Thanks to today’s IT capability to track clinical measures across a practice over time (eventually, these sorts of tools will need to be shared more broadly, charting clinical measures overan entire network over time), patients and their physicians will be able to tell, empirically, whether or not population health management is actually working. New national benchmarks give further direction, clarifying quality goals and giving medical homes concrete standards to strive for. For instance, the National Committee for Quality Assurance establishes explicit criteria for medical homes it certifies – goals such as no more than 15 percent of a practice’s patients should have uncontrolled diabetes.

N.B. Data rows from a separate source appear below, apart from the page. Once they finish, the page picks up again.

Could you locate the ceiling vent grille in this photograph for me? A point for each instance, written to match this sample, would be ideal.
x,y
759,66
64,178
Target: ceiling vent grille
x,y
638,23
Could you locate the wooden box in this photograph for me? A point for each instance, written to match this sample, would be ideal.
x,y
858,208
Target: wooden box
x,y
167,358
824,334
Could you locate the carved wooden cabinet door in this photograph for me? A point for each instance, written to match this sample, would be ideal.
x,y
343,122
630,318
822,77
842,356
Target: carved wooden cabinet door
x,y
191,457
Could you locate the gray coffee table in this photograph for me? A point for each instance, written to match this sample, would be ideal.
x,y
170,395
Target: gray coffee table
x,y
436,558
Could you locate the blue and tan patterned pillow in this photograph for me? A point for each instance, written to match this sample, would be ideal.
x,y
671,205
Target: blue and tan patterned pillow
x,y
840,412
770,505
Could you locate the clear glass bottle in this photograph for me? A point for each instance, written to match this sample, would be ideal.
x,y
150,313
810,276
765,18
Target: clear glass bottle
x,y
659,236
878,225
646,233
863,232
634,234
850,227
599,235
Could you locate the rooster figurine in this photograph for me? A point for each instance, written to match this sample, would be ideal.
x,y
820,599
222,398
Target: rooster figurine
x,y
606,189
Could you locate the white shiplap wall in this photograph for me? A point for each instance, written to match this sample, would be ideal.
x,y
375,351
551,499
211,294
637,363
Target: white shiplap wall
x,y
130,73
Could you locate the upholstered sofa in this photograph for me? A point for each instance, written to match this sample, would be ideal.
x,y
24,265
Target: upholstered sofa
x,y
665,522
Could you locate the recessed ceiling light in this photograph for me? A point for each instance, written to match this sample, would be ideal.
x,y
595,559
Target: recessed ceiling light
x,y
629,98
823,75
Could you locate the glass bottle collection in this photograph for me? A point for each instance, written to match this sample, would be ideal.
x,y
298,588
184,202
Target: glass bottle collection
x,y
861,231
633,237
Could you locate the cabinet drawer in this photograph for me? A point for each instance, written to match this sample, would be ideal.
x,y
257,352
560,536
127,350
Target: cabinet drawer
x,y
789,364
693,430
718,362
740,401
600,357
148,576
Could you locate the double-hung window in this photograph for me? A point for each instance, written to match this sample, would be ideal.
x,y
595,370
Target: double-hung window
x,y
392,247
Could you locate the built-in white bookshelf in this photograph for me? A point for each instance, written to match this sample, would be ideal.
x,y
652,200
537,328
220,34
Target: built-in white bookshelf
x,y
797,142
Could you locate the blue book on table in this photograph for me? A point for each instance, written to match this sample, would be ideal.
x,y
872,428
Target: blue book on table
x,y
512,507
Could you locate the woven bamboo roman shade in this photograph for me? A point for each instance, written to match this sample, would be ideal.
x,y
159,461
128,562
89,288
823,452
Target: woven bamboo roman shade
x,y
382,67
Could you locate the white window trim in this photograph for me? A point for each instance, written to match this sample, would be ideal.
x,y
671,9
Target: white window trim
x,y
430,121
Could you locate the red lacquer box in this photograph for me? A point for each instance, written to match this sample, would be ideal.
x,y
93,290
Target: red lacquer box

“Doctors can then compare their practice’s performance, and see how well they’re helping patients be better stewards of their own health,” Rabinowitz said. “That’s where population management really starts to come alive."

Changing How Money Flows

Although the medical home may be its fundamental building block, true population management happens across a broad network of doctors and organizations that provide a continuum of care – stretching from patients’ own homes, to medical homes, hospitals and nursing homes, to rehabilitation centers, and more. This spectrum offers systems the flexibility to move patients to the most medically appropriate and cost-effective setting.


Yet today’s fee-for-service reimbursement models still pay individual players for services rendered, creating a fractured system that, frankly, incents providers to see more patients. To support population management, more flexible financing models are needed. They must empower provider networks to choose where in the system they need to direct dollars to achieve the best possible outcomes.

This turns modern-day medicine on its head. Suddenly, the bulk of the risk shifts from payors to networked providers. Armed with a fixed tab to provide care to a given population, health networks that invest wisely stand to earn money; but wrong choices are costly. They can lead to losses that must be borne by the network itself.

The good news? If networks avoid hospitalizations, the cost-savings, theoretically, can be reinvested in prevention and other ways of keeping patients well – and so the cycle continues.

Implications for Hospitals

While helping patients avoid ED visits and hospitalizations makes smart medical and economic sense, it has undeniable implications for hospitals and those who work within them.

“Historically, hospitals have thrown down the gauntlet, saying, ‘we’re here, so use us’,” Goldstein said. “The fee-for-service reimbursement system set up a dynamic in which the more care we provided, the more we got paid. That’s why providers began marketing to increase utilization and margins.”

But now, with the imperative to cut costs, the federal government has launched population management demonstration projects that are designed to provide what people need, not what providers want to sell them.

In this scenario, he says, hospitals are going to have to work with physicians to be sure that they are providing the right services that make the population as healthy as possible.

“We stand to avoid health crises. We’re allowing the patient to participate in his or her own health,” he said. “Really, it’s a common sense way to think about health care.”